The other execution method is using what is known as kernel mode. This runs programs in isolated portions of protected memory, and is how the core of modern Windows itself runs. When something runs in kernel mode, it has direct access to system memory and the hardware itself. As you might expect from this, device drivers will almost always run in kernel mode.
While a driver is running, it does nothing but sit back and wait for requests from user programs, Windows itself and even other drivers on the system. These requests are sent to the driver from Windows using something called an IRP, or I/O Request Packet. This is a piece of information which contains one of the supported major function codes so that the driver knows what it has to do. So, for example, your printer driver knows that you've asked it to print a page rather than run a test cycle or change the cartridges.

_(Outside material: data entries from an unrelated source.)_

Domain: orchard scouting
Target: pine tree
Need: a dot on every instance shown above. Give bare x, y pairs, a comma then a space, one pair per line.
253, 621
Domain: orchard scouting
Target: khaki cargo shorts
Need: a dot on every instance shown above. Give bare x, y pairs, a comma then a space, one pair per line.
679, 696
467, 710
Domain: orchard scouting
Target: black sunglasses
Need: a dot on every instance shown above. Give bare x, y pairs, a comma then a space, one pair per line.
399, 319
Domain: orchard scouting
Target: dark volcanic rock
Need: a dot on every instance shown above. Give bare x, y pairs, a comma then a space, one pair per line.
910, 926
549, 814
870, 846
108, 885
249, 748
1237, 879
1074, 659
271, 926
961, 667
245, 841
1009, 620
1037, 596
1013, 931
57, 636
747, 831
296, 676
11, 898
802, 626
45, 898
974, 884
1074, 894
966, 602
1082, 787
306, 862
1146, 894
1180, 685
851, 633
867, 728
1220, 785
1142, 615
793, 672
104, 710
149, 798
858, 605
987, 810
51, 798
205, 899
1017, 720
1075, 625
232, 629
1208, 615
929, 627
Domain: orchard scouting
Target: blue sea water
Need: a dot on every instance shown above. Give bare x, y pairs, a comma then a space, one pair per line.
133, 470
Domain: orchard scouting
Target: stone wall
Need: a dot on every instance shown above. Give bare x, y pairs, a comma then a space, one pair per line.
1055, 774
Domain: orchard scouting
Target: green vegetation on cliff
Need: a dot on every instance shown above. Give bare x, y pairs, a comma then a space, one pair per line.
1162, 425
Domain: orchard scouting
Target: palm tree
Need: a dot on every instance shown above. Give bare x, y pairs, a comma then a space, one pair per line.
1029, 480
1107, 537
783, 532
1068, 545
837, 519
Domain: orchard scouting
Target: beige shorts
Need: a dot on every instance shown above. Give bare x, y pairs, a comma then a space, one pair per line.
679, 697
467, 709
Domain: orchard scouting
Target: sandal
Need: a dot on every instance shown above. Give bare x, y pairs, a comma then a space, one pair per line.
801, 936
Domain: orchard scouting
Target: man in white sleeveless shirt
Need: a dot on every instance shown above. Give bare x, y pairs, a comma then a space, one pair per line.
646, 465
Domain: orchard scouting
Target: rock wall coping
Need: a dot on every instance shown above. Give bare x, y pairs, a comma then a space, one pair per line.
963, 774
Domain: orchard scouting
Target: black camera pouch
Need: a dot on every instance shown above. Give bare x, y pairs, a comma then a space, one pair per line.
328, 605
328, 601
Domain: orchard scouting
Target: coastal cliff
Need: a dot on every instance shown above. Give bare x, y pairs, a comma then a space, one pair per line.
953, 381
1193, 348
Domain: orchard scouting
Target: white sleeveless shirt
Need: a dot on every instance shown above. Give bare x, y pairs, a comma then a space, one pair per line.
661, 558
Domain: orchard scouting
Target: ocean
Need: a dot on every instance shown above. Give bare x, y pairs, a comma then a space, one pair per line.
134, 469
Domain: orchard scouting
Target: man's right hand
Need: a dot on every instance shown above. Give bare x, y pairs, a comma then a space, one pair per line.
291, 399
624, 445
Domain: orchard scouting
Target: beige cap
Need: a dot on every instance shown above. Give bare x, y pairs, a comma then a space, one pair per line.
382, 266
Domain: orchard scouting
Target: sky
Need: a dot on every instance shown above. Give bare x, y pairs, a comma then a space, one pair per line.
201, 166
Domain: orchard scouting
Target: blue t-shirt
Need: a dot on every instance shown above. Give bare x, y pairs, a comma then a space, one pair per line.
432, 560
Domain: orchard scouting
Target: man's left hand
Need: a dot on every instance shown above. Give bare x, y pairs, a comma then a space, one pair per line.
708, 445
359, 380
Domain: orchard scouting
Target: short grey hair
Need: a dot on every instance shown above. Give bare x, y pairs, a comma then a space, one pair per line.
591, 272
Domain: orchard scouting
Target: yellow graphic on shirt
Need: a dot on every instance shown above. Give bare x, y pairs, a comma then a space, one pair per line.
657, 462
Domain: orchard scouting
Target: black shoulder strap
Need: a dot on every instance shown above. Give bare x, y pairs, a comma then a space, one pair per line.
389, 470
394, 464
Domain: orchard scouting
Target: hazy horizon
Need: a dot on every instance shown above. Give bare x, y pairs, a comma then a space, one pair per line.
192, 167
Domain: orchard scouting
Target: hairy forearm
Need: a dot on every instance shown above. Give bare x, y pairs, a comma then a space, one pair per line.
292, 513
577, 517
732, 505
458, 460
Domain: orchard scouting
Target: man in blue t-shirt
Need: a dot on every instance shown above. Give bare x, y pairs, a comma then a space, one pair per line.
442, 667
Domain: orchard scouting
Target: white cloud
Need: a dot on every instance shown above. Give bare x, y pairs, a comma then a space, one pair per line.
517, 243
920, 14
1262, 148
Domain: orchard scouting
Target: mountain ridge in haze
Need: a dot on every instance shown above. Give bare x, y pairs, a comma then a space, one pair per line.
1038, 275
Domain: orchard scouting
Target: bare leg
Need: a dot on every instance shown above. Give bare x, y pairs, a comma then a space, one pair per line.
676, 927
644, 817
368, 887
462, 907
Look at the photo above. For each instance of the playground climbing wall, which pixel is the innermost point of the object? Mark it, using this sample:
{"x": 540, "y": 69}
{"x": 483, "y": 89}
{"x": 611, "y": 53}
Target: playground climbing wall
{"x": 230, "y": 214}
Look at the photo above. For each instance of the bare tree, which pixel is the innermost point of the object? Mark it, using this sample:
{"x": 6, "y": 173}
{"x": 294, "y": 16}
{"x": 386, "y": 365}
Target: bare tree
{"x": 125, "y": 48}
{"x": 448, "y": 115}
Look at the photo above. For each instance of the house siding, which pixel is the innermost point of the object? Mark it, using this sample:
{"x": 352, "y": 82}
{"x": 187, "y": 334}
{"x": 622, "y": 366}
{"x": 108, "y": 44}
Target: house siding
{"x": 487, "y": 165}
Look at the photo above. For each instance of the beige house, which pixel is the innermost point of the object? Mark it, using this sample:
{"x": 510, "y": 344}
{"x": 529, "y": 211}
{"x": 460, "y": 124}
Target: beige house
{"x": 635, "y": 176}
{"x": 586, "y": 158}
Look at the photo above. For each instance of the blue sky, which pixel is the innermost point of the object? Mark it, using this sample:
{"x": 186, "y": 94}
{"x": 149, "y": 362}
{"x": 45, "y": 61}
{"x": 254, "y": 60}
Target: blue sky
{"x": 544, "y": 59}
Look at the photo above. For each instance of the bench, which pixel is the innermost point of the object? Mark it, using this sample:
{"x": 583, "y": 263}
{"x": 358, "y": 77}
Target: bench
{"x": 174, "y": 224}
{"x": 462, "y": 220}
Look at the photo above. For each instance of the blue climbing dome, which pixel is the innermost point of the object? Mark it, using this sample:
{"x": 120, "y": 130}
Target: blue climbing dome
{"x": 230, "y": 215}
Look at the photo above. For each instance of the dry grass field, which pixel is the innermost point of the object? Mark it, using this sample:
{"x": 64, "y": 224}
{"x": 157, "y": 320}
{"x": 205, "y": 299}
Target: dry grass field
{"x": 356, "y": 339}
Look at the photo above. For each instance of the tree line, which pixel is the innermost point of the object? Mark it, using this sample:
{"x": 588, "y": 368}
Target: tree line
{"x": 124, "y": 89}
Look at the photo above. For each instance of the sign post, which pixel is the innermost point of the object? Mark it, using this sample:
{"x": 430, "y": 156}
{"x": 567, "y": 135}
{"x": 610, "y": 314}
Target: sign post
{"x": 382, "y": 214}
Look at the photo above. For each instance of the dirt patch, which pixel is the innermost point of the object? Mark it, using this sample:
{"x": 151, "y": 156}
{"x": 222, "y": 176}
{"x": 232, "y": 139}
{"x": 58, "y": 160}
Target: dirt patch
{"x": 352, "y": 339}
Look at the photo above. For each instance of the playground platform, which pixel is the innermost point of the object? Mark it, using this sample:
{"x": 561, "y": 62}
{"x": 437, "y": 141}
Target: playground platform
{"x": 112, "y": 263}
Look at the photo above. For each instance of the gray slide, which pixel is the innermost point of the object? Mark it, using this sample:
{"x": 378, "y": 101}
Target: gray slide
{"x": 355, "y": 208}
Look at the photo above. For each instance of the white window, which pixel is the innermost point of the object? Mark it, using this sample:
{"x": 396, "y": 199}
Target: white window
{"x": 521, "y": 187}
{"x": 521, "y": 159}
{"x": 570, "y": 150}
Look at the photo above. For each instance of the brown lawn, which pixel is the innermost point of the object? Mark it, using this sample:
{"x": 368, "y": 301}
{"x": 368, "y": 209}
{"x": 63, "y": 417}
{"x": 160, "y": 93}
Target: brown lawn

Once the driver has received and understood this packet, it can take one of three paths. If it understands the request and can immediately fulfill it, it will do so and confirm to Windows that the request is complete. If the driver cannot immediately grant the request - if your scanner is busy dealing with an image at the time, for example - it places the IRP into a queue and tells Windows that the request is pending. Finally, if a driver can't fulfill the request, it notifies Windows of the problem and Windows must then pass the request to a different driver to proceed.
That's essentially how a device driver does
its job. As we all know too well, though, not everything is perfect in this
world and drivers often fail to perform properly and will occasionally
crash Windows quite dramatically - yet another reason why we frequently
stress you should always check that you have the latest drivers for your
hardware, as an updated version can solve lots of different problems.